Das Finish werde zwischen SPD und Union stattfinden. Zu Beginn des Jahres hätten die Grünen die Chance auf eine echte grüne Wende gehabt, doch mit der Wahl ihrer Spitzenkandidatin Annalena Baerbock hätten sie die nicht genutzt. “Auch innerhalb der grünen Partei ist das nun einigen bewusst geworden.” Die Kandidatin sei abseits von Fehlern in ihrem Lebenslauf und Plagiaten über ihre eigene Performance gestolpert. Die Skepsis gegenüber den Grünen als “Partei der Eliten” oder “neue Verbotspartei”, die mitunter spießig ist, konnte sie nicht abschütteln. Ein weiteres Problem der Grünen: Es gibt mittlerweile mehrere sozialdemokratische Parteien, die bei den großen Fragen dieses Wahlkampfs – ob Klimaschutz, Energiewende oder Migration – im wesentlichen einer Meinung sind.
Große außenpolitische Themen spielten im Wahlkampf so gut wie gar keine Rolle. Zwar wurden viel über den Klimawandel gesprochen, aber auf sehr provinziellem Niveau. Meist ging es um Energieversorgung, Straßenbau oder Tempolimits. Der Europa-Gedanke, Beziehungen zu den USA oder Deutschlands Positionierung in der Welt spielten so gut wie gar keine Rolle.

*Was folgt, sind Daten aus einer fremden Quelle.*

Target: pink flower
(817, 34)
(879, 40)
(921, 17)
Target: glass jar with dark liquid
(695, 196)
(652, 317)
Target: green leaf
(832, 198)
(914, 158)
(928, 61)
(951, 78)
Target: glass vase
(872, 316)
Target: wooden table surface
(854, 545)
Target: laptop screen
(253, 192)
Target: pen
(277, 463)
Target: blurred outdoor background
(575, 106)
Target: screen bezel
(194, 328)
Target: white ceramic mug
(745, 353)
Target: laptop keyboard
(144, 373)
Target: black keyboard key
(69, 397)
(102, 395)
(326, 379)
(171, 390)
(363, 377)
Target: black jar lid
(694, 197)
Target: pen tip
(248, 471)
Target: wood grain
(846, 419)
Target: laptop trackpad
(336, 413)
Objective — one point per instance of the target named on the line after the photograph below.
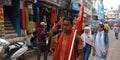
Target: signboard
(1, 21)
(1, 13)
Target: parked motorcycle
(13, 51)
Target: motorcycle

Neue Allianz aus USA, Australien und Vereinigtem Königreich ist gravierend für Europa
Als gravierend beurteilt Schöllhammer die neue Allianz aus Vereinigtem Königreich, Australien und den USA. Hier zeichne sich eine “komplette Isolierung der Europäer aus dem indo-pazifischen Raum” ab: “Die Europäer haben dort nichts mehr zu melden.” Gleichzeitig sei französische Außenpolitik de facto europäische Außenpolitik. “Die Franzosen sind die einzigen, die noch den Willen haben, geopolitisch aktiv zu werden”, sagt der Außenpolitik-Experte.

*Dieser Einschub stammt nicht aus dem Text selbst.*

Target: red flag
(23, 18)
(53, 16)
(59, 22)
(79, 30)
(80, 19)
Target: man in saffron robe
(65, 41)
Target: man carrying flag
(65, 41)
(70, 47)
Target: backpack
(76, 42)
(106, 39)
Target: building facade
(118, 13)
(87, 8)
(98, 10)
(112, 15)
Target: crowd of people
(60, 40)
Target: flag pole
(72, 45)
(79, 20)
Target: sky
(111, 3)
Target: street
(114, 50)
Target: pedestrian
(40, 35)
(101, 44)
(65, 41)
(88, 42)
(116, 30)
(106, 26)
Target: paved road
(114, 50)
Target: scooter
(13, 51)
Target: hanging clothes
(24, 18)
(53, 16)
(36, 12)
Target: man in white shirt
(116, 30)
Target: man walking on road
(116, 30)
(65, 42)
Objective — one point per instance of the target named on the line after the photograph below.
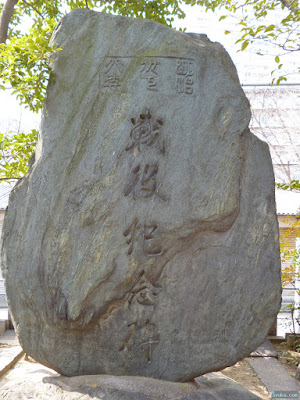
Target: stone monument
(143, 240)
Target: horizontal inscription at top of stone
(166, 75)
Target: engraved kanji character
(113, 73)
(142, 184)
(149, 72)
(136, 232)
(144, 132)
(185, 68)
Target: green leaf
(270, 28)
(245, 45)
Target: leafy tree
(16, 151)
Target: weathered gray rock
(144, 239)
(35, 382)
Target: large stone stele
(143, 240)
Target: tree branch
(5, 18)
(289, 5)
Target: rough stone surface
(143, 240)
(32, 381)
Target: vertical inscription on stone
(113, 73)
(141, 234)
(185, 76)
(145, 131)
(142, 182)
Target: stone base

Ralph Schöllhammer kritisierte auch die Fixierung auf “Nischen-Themen für Eliten” – siehe Atomausstieg und Energiewende. Ein Bundestagsabgeordneter verdiene so viel, dass er die steigenden Energiepreise verkraften wird. Anders sieht es beim gewöhnlichen Bürger aus. Bis zum Winter ist mit Preisverdoppelungen im Energiesektor zu rechnen. “Das können nicht die Franzosen alleine schultern.” Auch wenn es politisch nicht opportun sei, das auszusprechen: “Deutschland als Industrienation kann nicht mit Solar und Wind angetrieben werden. Die Energiewende war ein Fehler. Man hat sich damit in Abhängigkeit von einem Land begeben, mit dem man in geostrategischem Wettbewerb steht, nämlich Russland”, unterstreicht Schöllhammer.

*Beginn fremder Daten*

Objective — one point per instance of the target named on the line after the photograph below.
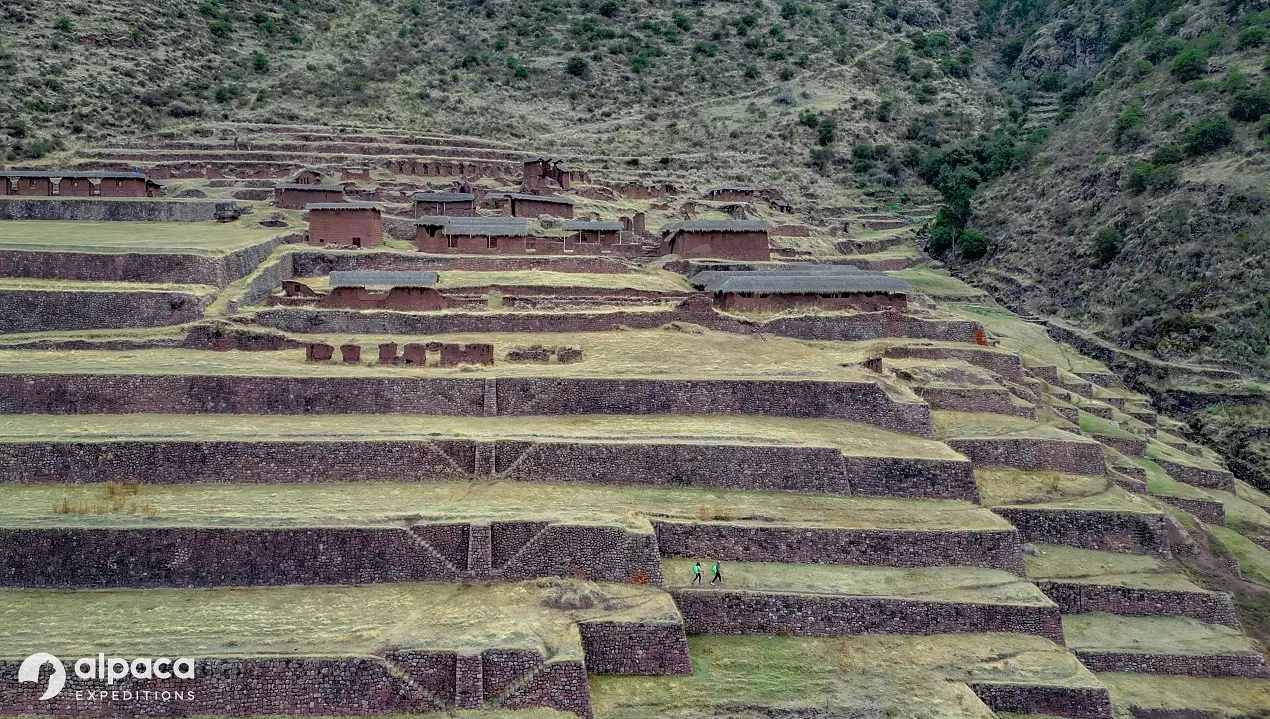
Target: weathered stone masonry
(709, 611)
(93, 394)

Über islamistischen Antisemitismus wurde nicht gesprochen
Kaum thematisiert wurde im Wahlkampf ein neuer, islamistischer Antisemitismus. Auch wenn Bundeskanzlerin Angela Merkel die Existenz Israels zum staatstragenden Grund Deutschlands erklärt hat – es folgten dieser Aussage keine Taten. Offensichtlich wollte man nicht zugeben, dass man sich dieses Problem auch importiert hat, meint Schöllhammer. Dass Deutschland davor zurückscheut, das Problem konkret beim Namen zu nennen, zeige auch der Fall einer Moderatorin beim öffentlich-rechtlichen Rundfunk, die an Al-Quds-Aufmärschen teilgenommen hat und schwerst anti-israelische Postings in den sozialen Medien geliked hat.
Auf die Wahl werde wohl einmal Stillstand folgen. “Am 26. September wird Angela Merkl nicht von der Bildfläche verschwinden, weil sich die Koalitionsbildung schwierig gestalten wird.”